Multiple version iconThere are 2 versions of this paper

Date Written: August 2000

Abstract

In the 1950s and 60s, Alexander Gerschenkron claimed that banks facilitate economic growth among "backward" countries. In 1990s and 2000s, many theorists similarly claim that banks promote growth. Banks do so by their superior monitoring and screening capabilities, they reason. Through those capabilities, banks reduce informational asymmetries and the attendent moral hazard and adverse selection, and thereby improve the allocation of credit.

As a fast-growth but allegedly bank-centered economy, Japan plays an important part in these discussions of finance and growth. In early 20th century Japan firms relied heavily on bank debt, observers argue. Those firms with preferential access to debt outperformed the others, and those that were part of the zaibatsu corporate groups obtained that preferential access through their affiliated banks.

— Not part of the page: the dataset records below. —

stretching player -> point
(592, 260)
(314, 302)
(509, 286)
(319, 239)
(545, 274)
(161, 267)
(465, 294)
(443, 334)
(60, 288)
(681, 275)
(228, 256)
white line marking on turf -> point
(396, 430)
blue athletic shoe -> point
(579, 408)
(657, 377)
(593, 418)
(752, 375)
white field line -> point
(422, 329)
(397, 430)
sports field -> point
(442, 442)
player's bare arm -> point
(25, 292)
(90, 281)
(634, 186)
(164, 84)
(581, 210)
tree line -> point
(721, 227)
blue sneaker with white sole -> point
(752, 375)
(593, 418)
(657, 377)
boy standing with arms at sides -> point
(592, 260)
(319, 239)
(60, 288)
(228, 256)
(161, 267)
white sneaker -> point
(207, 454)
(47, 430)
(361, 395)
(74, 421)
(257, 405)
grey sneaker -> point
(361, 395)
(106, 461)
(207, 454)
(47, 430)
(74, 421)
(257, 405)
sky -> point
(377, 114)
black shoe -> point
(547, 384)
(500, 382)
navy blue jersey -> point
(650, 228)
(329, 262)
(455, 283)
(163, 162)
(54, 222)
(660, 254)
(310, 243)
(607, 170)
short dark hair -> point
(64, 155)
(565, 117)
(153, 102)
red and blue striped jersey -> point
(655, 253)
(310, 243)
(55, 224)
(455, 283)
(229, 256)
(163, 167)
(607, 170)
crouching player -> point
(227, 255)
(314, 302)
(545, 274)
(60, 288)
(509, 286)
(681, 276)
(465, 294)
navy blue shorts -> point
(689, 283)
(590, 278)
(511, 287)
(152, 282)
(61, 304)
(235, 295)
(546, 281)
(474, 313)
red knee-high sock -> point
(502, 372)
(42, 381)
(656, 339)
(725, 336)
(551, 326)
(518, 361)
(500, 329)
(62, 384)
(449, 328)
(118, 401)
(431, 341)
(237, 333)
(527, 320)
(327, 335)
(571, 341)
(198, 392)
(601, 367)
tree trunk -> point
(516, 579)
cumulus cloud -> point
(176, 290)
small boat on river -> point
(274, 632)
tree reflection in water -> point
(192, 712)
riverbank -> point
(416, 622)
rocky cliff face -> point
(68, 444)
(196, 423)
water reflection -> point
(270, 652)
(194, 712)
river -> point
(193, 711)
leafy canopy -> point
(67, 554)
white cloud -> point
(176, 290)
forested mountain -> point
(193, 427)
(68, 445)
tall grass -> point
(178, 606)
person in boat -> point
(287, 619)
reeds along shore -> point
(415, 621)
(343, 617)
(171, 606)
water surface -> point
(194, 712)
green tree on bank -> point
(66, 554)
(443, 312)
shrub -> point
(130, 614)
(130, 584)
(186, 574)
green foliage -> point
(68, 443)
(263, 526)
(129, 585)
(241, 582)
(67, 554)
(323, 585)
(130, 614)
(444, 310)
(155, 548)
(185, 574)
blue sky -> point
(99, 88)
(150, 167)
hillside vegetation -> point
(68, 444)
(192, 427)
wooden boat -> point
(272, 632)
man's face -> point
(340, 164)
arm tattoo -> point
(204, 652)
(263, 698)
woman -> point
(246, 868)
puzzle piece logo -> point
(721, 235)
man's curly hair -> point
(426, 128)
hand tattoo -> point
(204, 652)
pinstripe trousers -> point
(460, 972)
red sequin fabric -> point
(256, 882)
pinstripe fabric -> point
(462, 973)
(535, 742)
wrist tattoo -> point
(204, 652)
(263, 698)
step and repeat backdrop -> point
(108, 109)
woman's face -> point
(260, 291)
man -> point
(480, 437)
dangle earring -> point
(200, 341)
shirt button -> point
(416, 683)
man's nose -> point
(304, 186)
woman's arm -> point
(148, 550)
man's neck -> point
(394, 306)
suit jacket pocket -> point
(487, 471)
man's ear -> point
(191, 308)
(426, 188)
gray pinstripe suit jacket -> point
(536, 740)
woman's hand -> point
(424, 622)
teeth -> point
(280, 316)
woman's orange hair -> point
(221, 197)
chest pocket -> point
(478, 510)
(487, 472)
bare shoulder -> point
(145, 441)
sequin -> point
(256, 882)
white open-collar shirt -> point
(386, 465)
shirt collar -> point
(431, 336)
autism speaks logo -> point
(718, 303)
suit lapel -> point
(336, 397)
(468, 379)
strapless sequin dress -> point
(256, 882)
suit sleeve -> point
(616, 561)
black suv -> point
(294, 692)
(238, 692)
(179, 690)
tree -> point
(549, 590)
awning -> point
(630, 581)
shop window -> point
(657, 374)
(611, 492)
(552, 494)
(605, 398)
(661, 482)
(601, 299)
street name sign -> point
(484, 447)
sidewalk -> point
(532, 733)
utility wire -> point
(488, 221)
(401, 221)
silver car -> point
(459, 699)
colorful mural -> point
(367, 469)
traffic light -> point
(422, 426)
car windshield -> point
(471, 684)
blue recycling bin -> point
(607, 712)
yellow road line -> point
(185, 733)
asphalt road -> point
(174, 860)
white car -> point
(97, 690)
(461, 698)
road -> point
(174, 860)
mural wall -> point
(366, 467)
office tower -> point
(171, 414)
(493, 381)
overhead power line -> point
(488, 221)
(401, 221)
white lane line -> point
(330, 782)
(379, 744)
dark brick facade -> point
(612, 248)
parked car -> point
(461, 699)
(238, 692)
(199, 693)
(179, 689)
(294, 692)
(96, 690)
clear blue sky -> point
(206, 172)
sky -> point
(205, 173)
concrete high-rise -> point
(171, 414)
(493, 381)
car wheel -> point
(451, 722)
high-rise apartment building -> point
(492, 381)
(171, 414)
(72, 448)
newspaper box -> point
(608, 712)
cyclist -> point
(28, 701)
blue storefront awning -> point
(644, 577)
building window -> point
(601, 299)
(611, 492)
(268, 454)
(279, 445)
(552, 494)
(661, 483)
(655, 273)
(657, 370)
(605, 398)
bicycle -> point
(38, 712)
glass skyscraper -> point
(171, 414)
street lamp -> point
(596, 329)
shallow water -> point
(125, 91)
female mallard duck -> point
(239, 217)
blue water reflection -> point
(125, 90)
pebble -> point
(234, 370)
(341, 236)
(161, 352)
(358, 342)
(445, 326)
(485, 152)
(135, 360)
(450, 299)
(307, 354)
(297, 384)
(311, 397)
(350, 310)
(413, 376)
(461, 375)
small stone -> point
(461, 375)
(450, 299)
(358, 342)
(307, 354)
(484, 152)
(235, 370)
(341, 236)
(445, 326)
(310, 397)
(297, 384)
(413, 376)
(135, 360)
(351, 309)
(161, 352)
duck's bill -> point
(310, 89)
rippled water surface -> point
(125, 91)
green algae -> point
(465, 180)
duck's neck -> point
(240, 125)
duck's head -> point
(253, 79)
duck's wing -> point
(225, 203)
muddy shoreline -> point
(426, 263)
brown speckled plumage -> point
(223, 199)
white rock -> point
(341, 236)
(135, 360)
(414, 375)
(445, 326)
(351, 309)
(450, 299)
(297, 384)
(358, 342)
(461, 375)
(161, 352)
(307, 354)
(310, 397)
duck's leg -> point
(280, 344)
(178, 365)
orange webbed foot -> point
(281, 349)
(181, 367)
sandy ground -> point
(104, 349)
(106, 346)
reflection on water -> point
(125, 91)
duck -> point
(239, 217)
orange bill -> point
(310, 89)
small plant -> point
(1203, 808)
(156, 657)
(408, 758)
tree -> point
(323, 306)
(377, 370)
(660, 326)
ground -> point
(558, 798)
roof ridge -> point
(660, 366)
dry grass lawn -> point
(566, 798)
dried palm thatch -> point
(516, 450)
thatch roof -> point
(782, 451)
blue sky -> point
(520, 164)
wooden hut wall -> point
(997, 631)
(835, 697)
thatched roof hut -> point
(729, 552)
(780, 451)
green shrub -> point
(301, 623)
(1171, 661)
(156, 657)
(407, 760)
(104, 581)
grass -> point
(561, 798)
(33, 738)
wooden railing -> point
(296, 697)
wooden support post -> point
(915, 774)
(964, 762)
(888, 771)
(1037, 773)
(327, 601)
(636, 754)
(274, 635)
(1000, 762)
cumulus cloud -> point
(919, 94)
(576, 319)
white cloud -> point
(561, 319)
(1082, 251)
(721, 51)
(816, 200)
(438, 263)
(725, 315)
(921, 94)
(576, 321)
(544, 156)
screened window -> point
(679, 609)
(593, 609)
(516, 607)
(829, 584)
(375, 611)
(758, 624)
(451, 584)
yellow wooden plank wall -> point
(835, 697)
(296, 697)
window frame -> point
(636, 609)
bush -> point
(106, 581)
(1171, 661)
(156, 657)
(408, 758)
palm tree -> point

With data from the first half of the century, we ask whether Japanese banks performed the roles Gerschenkron and modern theorists assign them. Notwithstanding the usual accounts, we find that they did not. Japan was not a bank-centered economy; instead, firms relied overwhelmingly on equity finance. It was not an economy where firms with access to bank credit outperformed their rivals; instead, firms earned no advantage from such access. And it was not a world where the zaibatsu manipulated their banks to favor affiliated firms; instead, zaibatsu banks loaned affiliated firms little more (if any) than the deposits those firms had made with the banks. During the first half of the last century, Japanese firms obtained almost all their funds through decentralized, competitive capital markets.

JEL Classification: G2, G3, K3, N2

Suggested Citation

Miwa, Yoshiro and Ramseyer, J. Mark, Banks and Economic Growth: Implications from Japanese History (August 2000). Available at SSRN: https://ssrn.com/abstract=239957 or http://dx.doi.org/10.2139/ssrn.239957

Yoshiro Miwa (Contact Author)

Osaka Gakuin University ( email )

2-36-1 Kishibe-Minami
Suita, Osaka 5645811
Japan

J. Mark Ramseyer

Harvard Law School ( email )

1575 Massachusetts
Hauser 406
Cambridge, MA 02138
United States
617-496-4878 (Phone)
617-496-6118 (Fax)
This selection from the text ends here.